The severity of crashes decreases during winter weather. Traffic is traveling at slower speeds and, as a result, crashes become less severe than they would be under clear conditions. To some extent, the reduction in severity counteracts the increase in crash frequency during winter storms to minimize the overall severity of winter weather related crashes. In Table 1.1, we have calculated the average severity of crashes and winter weather-related crashes using the Iowa DOT’s crash severity index (fatality = 200, major injury = 100, minor injury = 10, and possible injury and PDO = 1), and the average severity is reduced by only 18% during winter weather (from 9.4 to 7.7 average severity per crash). Similarly, we have calculated the average economic loss per crash using the Iowa DOT’s loss values (fatal = $1,000,000, major injury = $150,000, minor injury = $10,000, possible injury = $2,500, and PDO = reported value), and the average economic loss is also reduced by 18% ($19,374 to $15,866 average loss per crash). The modest reduction in crash severity is hardly a compensation for the increased crash frequency.

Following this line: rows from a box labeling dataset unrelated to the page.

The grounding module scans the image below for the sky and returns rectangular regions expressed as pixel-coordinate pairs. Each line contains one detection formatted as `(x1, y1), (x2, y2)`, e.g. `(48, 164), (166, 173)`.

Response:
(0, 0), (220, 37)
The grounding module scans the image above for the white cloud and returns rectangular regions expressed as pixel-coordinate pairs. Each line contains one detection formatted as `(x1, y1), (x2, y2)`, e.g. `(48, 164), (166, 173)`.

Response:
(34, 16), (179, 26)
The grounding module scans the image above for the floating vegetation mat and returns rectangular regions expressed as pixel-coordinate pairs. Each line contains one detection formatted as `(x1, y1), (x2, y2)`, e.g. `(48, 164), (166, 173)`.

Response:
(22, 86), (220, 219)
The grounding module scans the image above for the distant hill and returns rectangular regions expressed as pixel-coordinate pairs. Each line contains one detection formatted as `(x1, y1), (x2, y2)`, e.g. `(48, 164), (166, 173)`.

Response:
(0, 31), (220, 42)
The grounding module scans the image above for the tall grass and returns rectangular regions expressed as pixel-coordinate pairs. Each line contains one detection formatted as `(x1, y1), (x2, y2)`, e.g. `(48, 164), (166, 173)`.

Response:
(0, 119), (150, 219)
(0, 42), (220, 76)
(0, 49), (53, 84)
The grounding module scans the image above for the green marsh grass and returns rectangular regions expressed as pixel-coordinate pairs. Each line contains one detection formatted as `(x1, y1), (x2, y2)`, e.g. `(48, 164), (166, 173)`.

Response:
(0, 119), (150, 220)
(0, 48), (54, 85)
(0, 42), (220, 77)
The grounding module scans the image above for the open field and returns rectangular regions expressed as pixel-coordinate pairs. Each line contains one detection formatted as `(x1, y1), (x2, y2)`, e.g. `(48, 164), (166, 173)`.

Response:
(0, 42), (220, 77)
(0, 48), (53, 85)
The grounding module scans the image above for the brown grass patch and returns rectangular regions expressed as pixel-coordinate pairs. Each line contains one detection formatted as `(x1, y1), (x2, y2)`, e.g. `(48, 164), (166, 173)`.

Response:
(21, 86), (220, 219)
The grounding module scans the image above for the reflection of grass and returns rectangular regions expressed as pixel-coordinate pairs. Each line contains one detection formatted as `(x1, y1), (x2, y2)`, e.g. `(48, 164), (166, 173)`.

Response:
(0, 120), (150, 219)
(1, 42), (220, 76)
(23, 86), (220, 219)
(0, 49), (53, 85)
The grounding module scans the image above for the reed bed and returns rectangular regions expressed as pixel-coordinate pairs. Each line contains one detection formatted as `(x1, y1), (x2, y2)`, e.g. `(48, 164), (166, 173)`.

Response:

Table 1.1. Comparison of winter weather-related crashes to all crashes, 1996–2000

By closing roadways during the most severe winter storms, STAs can avoid elevated crash costs and the costs associated with rescuing injured and stranded motorists. On the other hand, closing the roadway creates productivity losses for the freight and people that would have moved along a corridor had the corridor not been closed. A simplistic method for calculating the cost of a closure would be to treat a road closure like the travel time costs in an engineering economic evaluation of a highway improvement. The economic analysis of a highway improvement calculates the travel time savings associated with the improvement. Conversely, a road closure would simply make travel time longer. We could simply apply the same costs coefficient to determine the cost of making a trip longer. However, a road closure cannot be treated so simply, and the road closure problem has many more dimensions. They include the following:

• Depending on the weather conditions (snow fall intensity, wind speed, visibility, temperature, etc.), some drivers decide to avoid winter weather driving risks and many trips will be postponed and/or cancelled. Given that trips would have been cancelled due to weather, independent of a road closure, the loss of these trips can hardly be defined as a cost due to the road closure.
• There may be synchronous activities that are dependent on a freight delivery and, when a freight shipment is delayed, activities at the destination may be impacted. Delaying crews or assembly lines due to a failure to make a delivery on time may result in a cost penalty far greater than the shipment itself.
• Regardless of whether the road is closed, some freight shipments and some travelers will continue using the route or parallel routes. For example, even though road closures on I-35 north of Ames are implemented with positioning a gate across entrance ramps, the Automatic Traffic Recorders (ATRs) on I-35 almost never recorded fewer than 20 vehicles per hour and typically there were volume of 50 to 150 vehicles per hour even though the roadway was c losed.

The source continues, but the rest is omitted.